Zatrzymany po prawie dwóch latach
Zabił człowieka i uciekł. Przez prawie dwa lata wierzył, że prawda nie wyjdzie na jaw. Ale wyszła. Wczoraj policjanci z Wydziału do walki z Przestępczością Przeciwko Życiu i Zdrowiu zatrzymali podejrzanego.
Zabił człowieka i uciekł. Przez prawie dwa lata wierzył, że prawda nie wyjdzie na jaw. Ale wyszła. Wczoraj policjanci z Wydziału do walki z Przestępczością Przeciwko Życiu i Zdrowiu zatrzymali podejrzanego.

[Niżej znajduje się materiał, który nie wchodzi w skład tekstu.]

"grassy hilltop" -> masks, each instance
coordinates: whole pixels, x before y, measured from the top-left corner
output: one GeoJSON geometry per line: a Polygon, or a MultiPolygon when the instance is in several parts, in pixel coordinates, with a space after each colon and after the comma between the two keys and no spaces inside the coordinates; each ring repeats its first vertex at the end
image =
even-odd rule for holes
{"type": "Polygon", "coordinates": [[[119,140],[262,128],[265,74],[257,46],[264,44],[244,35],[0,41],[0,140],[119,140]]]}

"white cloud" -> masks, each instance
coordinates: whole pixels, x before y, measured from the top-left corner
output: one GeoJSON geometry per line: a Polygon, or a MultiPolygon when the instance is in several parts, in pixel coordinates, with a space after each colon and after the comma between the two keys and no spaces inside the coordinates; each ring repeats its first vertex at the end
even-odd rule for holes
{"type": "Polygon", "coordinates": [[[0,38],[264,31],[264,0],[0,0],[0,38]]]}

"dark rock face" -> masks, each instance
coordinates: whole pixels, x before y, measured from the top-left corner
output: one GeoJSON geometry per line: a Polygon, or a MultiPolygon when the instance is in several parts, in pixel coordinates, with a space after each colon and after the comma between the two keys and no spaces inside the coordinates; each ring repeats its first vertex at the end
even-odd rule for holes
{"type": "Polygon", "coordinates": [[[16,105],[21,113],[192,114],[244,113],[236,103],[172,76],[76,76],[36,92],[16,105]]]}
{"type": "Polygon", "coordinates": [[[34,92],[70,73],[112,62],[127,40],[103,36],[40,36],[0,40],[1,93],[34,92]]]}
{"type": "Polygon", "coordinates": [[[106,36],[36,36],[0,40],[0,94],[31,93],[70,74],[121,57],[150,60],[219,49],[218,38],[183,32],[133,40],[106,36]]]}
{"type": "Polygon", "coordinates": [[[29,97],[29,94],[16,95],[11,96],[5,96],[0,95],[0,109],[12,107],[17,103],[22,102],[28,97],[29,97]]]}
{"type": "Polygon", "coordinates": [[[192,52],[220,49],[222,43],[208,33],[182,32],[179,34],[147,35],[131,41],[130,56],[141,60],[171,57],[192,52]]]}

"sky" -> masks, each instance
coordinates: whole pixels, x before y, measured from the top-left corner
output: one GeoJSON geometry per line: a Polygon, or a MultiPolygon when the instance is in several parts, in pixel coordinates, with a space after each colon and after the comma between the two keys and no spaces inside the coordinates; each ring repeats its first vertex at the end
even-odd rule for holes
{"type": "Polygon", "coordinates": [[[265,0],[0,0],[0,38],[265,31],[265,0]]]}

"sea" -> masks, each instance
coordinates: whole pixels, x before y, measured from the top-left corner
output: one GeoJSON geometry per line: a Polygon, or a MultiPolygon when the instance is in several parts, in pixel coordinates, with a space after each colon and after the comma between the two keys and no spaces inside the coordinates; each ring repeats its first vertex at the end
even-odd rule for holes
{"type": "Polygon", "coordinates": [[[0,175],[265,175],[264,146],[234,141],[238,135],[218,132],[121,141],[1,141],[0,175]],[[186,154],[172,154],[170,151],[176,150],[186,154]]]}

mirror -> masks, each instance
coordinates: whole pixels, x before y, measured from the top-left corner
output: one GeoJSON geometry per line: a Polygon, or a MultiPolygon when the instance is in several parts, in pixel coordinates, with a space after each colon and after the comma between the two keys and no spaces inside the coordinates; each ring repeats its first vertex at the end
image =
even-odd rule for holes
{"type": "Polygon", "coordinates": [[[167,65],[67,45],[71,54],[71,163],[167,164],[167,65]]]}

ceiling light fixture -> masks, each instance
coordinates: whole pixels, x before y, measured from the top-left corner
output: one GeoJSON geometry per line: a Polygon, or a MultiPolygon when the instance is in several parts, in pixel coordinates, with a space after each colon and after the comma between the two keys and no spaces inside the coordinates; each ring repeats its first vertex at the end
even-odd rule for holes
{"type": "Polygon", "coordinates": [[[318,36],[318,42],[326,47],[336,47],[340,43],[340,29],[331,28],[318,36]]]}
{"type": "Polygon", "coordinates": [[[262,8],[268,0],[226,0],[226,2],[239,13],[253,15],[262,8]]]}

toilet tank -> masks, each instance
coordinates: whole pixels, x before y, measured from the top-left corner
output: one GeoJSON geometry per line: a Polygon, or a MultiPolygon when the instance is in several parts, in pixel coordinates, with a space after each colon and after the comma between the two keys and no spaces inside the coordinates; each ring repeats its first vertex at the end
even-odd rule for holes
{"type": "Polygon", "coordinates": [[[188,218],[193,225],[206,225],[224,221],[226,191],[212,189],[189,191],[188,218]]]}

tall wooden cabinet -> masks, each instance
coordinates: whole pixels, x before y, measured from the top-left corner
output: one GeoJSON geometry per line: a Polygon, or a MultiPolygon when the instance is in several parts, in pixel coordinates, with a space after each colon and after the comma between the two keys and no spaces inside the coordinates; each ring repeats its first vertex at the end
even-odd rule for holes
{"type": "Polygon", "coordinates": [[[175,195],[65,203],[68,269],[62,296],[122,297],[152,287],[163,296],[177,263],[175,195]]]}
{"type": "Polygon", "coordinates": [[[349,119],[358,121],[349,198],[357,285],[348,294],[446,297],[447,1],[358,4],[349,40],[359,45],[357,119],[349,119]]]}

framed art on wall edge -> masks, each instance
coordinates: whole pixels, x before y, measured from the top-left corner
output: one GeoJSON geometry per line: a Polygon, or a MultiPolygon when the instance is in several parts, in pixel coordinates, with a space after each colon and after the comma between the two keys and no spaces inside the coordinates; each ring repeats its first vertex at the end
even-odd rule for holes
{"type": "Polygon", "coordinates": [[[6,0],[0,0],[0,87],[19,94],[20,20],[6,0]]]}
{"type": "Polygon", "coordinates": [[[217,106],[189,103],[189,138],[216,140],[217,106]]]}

Po prawie dwóch latach poszukiwań katowiccy policjanci zatrzymali sprawcę śmiertelnego pobicia 51-letniego mężczyzny, do którego doszło 3 października 2008 roku. W tym dniu około 23.00 policjanci otrzymali informację o zwłokach mężczyzny leżących w rejonie ulicy Szybowej. Prowadzone ponad rok śledztwo nie przynosiło rezultatów. Przełom w sprawie nastąpił w grudniu 2009 roku. Policjanci zdobyli informację, która naprowadziła ich na trop sprawcy. Kolejne miesiące to gromadzenie informacji o podejrzewanym i przygotowywanie materiału dowodowego. 21-letni mieszkaniec Katowic wierzył, że prawda nigdy nie wyjdzie na jaw. Ale wyszła. Wczoraj mężczyzna został zatrzymany przez policjantów z Wydziału do walki z Przestępczością Przeciwko Życiu i Zdrowiu. Przyznał się do zbrodni. Podczas przesłuchania powiedział, że starszy człowiek, który chciał zapalić papierosa poprosił go o ogień. To bardzo go rozwścieczyło. Rzucił się na niego i brutalnie pobił. Rannego zostawił na ulicy i uciekł. Ofiara zmarła w wyniku licznych obrażeń głowy. 21-latek usłyszał zarzut uszkodzenia ciała, w wyniku którego nastąpiła śmierć człowieka. Grozi mu dwunastoletni pobyt w więzieniu.